Library Director Cindy Suter initially relocated the book to a less accessible location as Adams requested in his first e-mail complaint. Then Adams asked Feb. 16 for the book to be removed and sent McCaslin a letter threatening a lawsuit.
"God was speaking to my heart that day and helped me find the words that proved successful in removing this book from the shelf," Adams stated Thursday.
Advisory board members voted unanimously April 3 to remove the book from circulation and find a similar resource book, if possible. If not, the book will likely go back on the shelf, Suter said.
Library Advisory Board member George Spence said he found the book crude and agrees it ought to be replaced with a suitable book on the same topic.
"A more sensitive, more clinical approach to same material might be more appropriate for the library," Spence said.
Adams said in an e-mail Thursday he will fight the book's return.
"Any effort to reinstate the book will be met with legal action and protests from the Christian community," Adams stated in an e-mail.
Adams asked to answer questions by e-mail because he said he feared being misquoted.
The city attorney said the book is not pornographic and the city won't pay Adams.
"There is not a valid legal concern here," Camille Thompson said. "In fact, (the request for money) made me question his motivation."
The flap about Newman's book happened shortly before Suter announced her intention Monday to resign effective May 31, but Suter said it had nothing to do with her decision.
Both Spence and McCaslin concurred that there is no connection between the two.
"I know Cindy, and she is not an impulsive person. She would not have done it without a lot of thought," McCaslin said. "Assumptions can get you in big trouble."
Suter said she needs to devote more time to her downtown business, Fusion Fine Art Gallery, which she opened in June 2005.
Suter has given most of her attention the last few years to planning the new Bentonville Public Library, which opened in October at 405 S. Main St.
Suter said the Library Advisory Board considered Adams' complaint as soon as it could and invited Adams to attend. He was not present at the meeting.
Spence, who also serves as the City Council's attorney, said the board discussed both Adams' complaint and the library's policy for reconsidering library materials.
"I thought we had a very intelligent -- I almost want to say 'high-minded' -- discussion about the book and about the policy," Spence said.
In addition to removing the book, the board asked that the policy be revised to give board members the final say on reconsideration of library materials. That decision now rests with the library director.

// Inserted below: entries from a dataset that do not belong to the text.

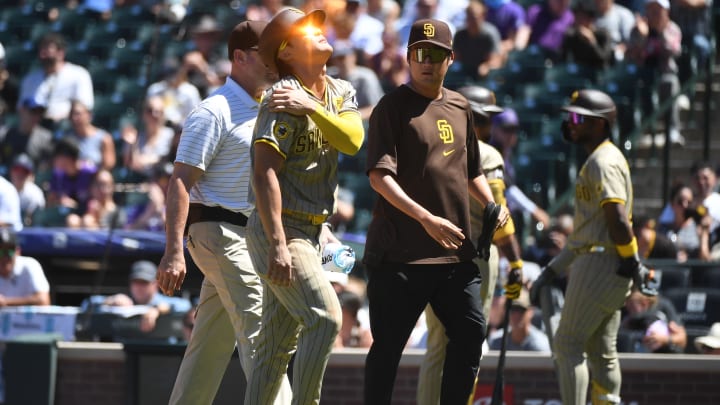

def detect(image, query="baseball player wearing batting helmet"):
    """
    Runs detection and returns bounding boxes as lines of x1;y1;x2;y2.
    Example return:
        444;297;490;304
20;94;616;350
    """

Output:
531;89;657;405
417;86;523;405
364;19;508;405
157;21;292;405
245;8;365;404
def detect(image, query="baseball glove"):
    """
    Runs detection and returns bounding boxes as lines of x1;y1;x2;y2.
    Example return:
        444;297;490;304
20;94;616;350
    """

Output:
477;202;500;261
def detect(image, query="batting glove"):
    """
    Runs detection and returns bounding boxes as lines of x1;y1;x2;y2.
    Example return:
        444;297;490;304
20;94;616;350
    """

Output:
530;266;557;307
505;267;522;300
617;255;658;297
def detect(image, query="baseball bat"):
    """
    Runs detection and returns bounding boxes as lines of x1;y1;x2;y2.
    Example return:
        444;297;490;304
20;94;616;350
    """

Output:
490;299;512;405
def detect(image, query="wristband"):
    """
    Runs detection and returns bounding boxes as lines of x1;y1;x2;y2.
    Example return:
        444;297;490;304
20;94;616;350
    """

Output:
615;236;638;257
510;259;523;270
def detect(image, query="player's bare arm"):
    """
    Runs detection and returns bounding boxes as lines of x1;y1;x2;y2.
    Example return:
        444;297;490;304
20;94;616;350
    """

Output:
468;174;510;228
252;142;295;286
369;169;465;250
157;163;204;295
268;86;365;155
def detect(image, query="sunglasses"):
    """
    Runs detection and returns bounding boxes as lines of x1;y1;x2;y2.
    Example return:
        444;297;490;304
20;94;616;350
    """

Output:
0;248;15;258
410;48;450;63
568;111;585;125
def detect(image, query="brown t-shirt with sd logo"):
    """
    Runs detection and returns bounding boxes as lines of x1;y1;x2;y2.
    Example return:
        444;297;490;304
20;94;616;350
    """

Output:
365;85;482;264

"In my opinion that decision should ultimately be up to more than one person," Spence said.
Spence said there was no "tug of war" over who should have final authority.
Suter supports the action.
"We had an excellent meeting and discussion. I've very supportive and pleased," she said.
Spence anticipates the City Council will have to approve the change.
Suter disagreed with Adams' conclusion that having Newman's book in the library pushes an "immoral social agenda," as he stated in his Feb. 16 letter.
The book is a sex guide deemed suitable for all public libraries, according to the Library Journal, which the Bentonville library uses to select materials.
Libraries must have a diverse collection to "meet the needs of all the people in the community," she said.
"My focus is to develop a inclusive collection and not an exclusive collection," Suter said.
AT A GLANCE
A formal complaint about specific material in the Bentonville Public Library collections sets in motion the following:
* A committee evaluates the item and recommends action
* The library director decides whether to keep or remove material
* The Library Advisory Board determines whether the reconsideration was handled according to the stated policies and procedures.